Carl Craver, “Graphing the Brain’s Dark Energy: Network Models and Neural Mechanisms”

Event time: 
Thursday, February 12, 2015 - 4:15pm
Location: 
Magnetic Resonance Research Center, Conference Room, First Floor North See map
The Anlyan Center, 300 Cedar Street
New Haven
Event description: 

Graphing the Brain’s Dark Energy: Network Models and Neural Mechanisms

A lecture by Carl Craver, Professor of Philosophy and Philosophy-Neuroscience-Psychology at Washington University in St. Louis. 

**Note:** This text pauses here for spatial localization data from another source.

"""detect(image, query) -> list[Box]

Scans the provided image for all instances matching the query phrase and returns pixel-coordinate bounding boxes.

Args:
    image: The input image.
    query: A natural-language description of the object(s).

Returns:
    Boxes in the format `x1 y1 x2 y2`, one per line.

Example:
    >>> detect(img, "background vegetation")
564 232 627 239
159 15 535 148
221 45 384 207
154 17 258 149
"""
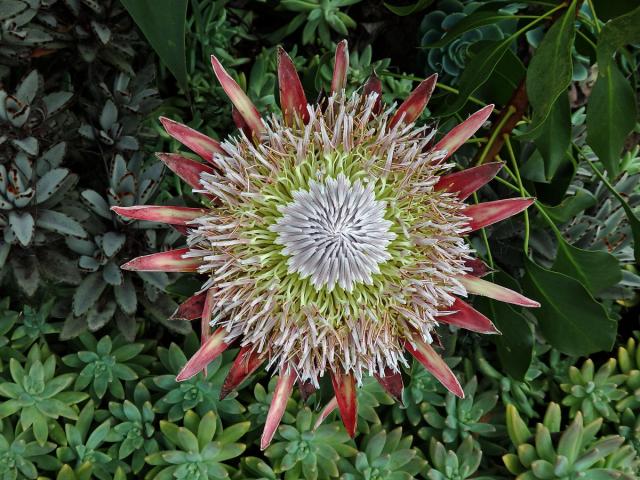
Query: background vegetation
0 0 639 478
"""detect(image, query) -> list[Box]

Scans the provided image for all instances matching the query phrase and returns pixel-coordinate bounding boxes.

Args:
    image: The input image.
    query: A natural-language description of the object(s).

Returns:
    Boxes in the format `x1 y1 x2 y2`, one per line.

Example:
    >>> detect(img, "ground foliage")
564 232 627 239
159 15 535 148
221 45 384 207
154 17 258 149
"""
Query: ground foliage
0 0 639 478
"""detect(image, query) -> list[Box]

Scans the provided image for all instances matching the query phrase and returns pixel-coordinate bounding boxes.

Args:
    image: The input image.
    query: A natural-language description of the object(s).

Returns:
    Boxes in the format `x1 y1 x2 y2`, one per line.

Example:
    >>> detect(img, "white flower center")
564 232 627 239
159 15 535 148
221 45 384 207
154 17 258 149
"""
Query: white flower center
270 173 396 292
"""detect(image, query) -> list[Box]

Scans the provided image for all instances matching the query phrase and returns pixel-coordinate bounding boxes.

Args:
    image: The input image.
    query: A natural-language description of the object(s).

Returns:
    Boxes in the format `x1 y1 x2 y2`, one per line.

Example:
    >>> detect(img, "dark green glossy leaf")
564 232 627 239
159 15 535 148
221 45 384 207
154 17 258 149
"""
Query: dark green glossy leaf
586 63 637 177
523 2 576 138
522 257 616 356
596 4 640 72
120 0 188 90
552 236 621 296
543 189 596 223
440 40 511 116
532 92 571 181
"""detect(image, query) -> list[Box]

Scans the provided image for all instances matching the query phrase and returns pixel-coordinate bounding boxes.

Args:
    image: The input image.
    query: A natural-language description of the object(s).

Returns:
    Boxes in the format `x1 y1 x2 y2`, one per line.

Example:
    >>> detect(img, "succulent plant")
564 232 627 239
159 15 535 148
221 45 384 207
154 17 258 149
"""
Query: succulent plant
272 0 361 47
145 410 249 480
152 338 245 422
113 40 538 449
560 358 627 423
265 406 357 479
237 456 278 480
503 402 639 479
61 333 151 400
62 152 186 339
0 417 59 479
616 335 640 412
419 0 514 82
0 344 88 445
106 383 158 474
475 347 546 420
338 424 426 480
420 376 500 446
55 400 114 480
0 296 20 371
11 298 60 351
424 436 491 480
0 0 67 76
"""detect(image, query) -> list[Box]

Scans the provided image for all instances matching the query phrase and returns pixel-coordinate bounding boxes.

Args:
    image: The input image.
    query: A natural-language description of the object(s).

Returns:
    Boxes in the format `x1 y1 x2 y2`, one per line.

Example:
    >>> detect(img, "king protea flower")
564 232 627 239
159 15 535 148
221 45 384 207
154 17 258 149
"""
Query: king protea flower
113 40 539 448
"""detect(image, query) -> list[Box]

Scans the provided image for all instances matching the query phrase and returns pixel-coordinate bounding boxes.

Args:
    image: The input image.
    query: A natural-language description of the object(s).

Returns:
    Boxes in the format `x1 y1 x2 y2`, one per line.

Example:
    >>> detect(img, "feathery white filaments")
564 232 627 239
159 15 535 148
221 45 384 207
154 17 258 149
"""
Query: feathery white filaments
270 174 396 292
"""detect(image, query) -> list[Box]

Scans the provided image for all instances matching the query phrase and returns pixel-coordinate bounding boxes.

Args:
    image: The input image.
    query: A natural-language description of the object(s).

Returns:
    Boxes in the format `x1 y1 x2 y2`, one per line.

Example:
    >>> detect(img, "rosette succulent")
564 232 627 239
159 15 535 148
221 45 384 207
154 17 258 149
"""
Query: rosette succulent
113 40 538 447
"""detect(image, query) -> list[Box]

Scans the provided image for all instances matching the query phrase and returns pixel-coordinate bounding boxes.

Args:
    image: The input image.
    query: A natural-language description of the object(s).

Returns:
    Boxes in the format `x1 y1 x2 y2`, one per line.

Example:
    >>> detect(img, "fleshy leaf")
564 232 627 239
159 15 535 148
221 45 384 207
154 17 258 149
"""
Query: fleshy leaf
261 366 296 450
176 327 230 381
330 370 358 437
457 274 540 308
211 55 265 137
159 117 223 163
464 198 534 232
156 153 213 190
434 104 494 160
438 298 499 334
435 162 503 200
121 248 203 272
111 205 206 225
331 40 349 93
170 292 206 321
389 74 437 128
374 368 404 404
220 345 265 400
405 333 464 398
277 47 309 125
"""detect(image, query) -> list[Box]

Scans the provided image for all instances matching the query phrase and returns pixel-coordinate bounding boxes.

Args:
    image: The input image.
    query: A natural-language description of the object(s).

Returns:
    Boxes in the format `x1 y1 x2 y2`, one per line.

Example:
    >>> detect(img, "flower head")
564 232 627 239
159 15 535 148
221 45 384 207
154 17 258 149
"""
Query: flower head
114 40 539 448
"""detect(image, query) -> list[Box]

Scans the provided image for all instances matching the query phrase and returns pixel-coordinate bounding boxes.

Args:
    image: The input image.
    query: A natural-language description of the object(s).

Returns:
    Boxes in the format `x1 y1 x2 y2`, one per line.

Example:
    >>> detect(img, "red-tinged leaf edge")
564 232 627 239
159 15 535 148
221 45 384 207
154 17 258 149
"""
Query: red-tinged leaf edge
457 274 541 308
159 116 223 163
211 55 265 137
464 198 534 232
157 153 213 191
405 334 464 398
331 40 349 93
330 370 358 437
121 248 202 272
439 298 500 334
434 104 494 160
170 292 206 321
464 258 492 277
220 345 265 400
278 46 309 125
111 205 206 225
313 396 338 431
176 327 230 381
261 366 297 450
389 74 437 129
435 162 503 200
374 368 404 404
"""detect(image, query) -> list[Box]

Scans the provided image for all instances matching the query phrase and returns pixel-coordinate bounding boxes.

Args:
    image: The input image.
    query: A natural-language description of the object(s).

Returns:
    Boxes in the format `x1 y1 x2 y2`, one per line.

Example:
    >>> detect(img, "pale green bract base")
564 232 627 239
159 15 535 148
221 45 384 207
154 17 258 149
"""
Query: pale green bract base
186 92 472 385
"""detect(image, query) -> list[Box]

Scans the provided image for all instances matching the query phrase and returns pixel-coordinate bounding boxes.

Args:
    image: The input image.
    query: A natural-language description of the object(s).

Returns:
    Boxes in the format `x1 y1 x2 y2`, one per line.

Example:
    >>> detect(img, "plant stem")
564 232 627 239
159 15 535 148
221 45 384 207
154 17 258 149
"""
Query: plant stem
477 106 515 165
504 136 530 253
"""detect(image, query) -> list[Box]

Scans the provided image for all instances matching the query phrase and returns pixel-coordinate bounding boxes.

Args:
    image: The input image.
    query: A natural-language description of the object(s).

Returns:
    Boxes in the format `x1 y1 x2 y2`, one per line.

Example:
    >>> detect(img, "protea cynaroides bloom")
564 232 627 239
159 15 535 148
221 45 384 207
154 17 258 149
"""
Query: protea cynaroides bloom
113 40 539 448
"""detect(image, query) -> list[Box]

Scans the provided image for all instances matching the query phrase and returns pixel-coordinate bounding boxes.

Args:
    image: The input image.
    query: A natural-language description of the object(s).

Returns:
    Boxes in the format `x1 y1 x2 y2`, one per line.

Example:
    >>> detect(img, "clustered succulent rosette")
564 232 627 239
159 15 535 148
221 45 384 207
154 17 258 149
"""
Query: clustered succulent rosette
112 40 539 448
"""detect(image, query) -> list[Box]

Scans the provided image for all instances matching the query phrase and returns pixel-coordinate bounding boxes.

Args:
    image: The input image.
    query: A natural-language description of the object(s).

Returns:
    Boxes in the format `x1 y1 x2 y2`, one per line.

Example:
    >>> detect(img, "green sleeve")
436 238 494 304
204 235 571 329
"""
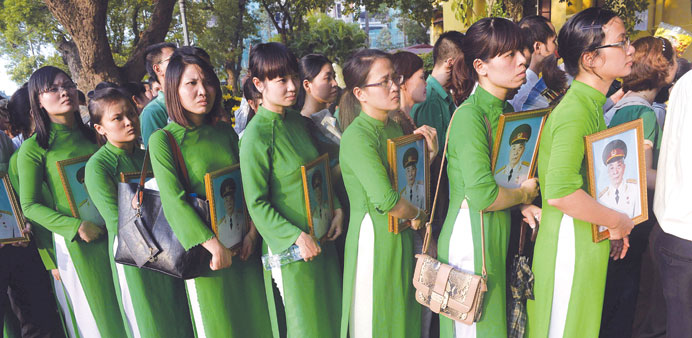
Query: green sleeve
239 128 302 253
140 105 168 146
148 130 214 250
544 111 589 200
9 151 56 270
340 130 399 214
639 109 659 145
451 109 499 211
18 141 81 241
84 157 118 234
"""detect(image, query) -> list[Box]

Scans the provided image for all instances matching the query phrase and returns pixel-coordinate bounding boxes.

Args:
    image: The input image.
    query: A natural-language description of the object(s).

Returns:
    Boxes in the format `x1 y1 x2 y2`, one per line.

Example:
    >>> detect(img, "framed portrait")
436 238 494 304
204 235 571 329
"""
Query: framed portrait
56 155 106 226
301 153 334 241
0 172 29 245
204 165 249 253
387 134 430 234
491 108 550 189
119 171 154 184
585 119 648 242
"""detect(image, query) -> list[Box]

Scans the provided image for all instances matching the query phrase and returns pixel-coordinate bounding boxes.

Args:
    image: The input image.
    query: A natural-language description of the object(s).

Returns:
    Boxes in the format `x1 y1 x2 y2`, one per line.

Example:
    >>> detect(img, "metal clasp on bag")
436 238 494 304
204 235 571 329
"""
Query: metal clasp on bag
148 247 158 263
431 290 450 311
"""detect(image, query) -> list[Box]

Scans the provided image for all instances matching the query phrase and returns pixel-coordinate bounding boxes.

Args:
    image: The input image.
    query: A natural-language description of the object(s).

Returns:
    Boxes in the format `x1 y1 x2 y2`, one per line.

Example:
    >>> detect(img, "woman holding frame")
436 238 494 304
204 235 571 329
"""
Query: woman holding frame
148 50 270 337
239 42 344 337
338 48 437 337
439 17 540 338
527 8 636 338
17 66 126 337
84 87 194 338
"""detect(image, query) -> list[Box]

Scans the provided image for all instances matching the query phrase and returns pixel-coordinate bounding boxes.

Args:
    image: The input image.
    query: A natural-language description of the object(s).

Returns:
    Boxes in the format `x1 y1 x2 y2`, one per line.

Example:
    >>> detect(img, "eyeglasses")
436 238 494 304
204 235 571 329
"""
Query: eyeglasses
591 37 631 52
361 74 404 91
157 56 172 65
41 82 77 95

Abstract: In a recent paper on network analysis, Philipe Hunneman conjectures that topological explanations represent a style of explanation distinct from mechanistic explanation. I discuss these claims in the context of recent work using resting state functional correlations to infer cortical structure. Graph theory and network analysis are central research tools in the Human Connectome Project (Sporns 2011). I argue (in agreement with Hunneman) that that network models (often coupled with facts about localization) can be used to describe features of the organization of complex mechanisms that other representational systems are ill-equipped to describe. I catalogue some of the most promising uses of network theory in contemporary connectomics. I argue, however, that network theory can be used to construct accurate, complete, and well-verified mathematical descriptions of both brain activity and brain structure that explain nothing at all. The explanatory force of the model comes not from the fact that it is a network model but from the fact that network analysis reveals something useful about the organization of a mechanism. Network models that fail in this regard would not be explanatorily interesting. Philosophical emphasis on the explanatory value of network models distracts attention from more interesting questions raised by network theory concerning the organization of complex systems and the methods by which that organization might efficiently be discovered.